But there was no room, no headstones, no plaques, no memory for the Africans who did the slave work in this crazy war that was not of their doing. Another 300,000 civilians died in East Africa but no records of their annihilation are found either. 

Thanks to the efforts of the Hotel Sarova Group, a memorial has been constructed to the memory of the unknown Kenyan soldiers who died in the Taita Hills and elsewhere. This is a great beginning and it’s hoped that the County of Taita Taveta might construct a suitable memorial centre to the victims that might become an education centre for the next generation on the futility of war.

Tools and capacities

At last it seems that philosophers, politicians and theologians are beginning to accept there is no such thing as a just war.
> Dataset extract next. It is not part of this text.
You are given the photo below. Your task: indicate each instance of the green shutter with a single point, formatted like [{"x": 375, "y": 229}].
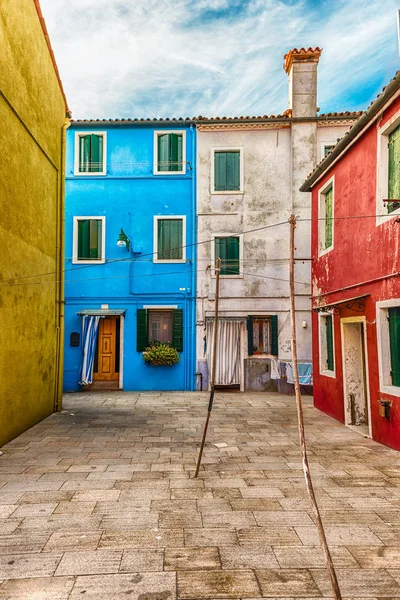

The just war theory just lets us all off the hook in seeking to develop tools and capacities for the non violent transformation of conflict. War needs to be outlawed and criminalised because it is never a suitable or even a last option.

Yet wars continue. World War II followed with roughly the same parties involved in 1939-45. Today, we have the war in Syria which of course is much more complex than even the world wars that were primarily involved two warring nations.

There are a multiplicity of interconnected fights that occupy the same space and time. Besides, one uprising progresses into another and we have a hopeless and helpless United Nations Security Council. That body includes five permanent members who have a veto on every decision and since several of them have a role in the Syrian conflict then we cannot expect the UN to be anything but a provider of emergency aid.

Next week, we celebrate 70 Years of the UN Declaration on Human Rights.

It’s time to disband the Security Council and find a more fitting body to respond to conflict and make all war illegal. Maybe that would be fitting tribute to our local unknown victims of World War 1.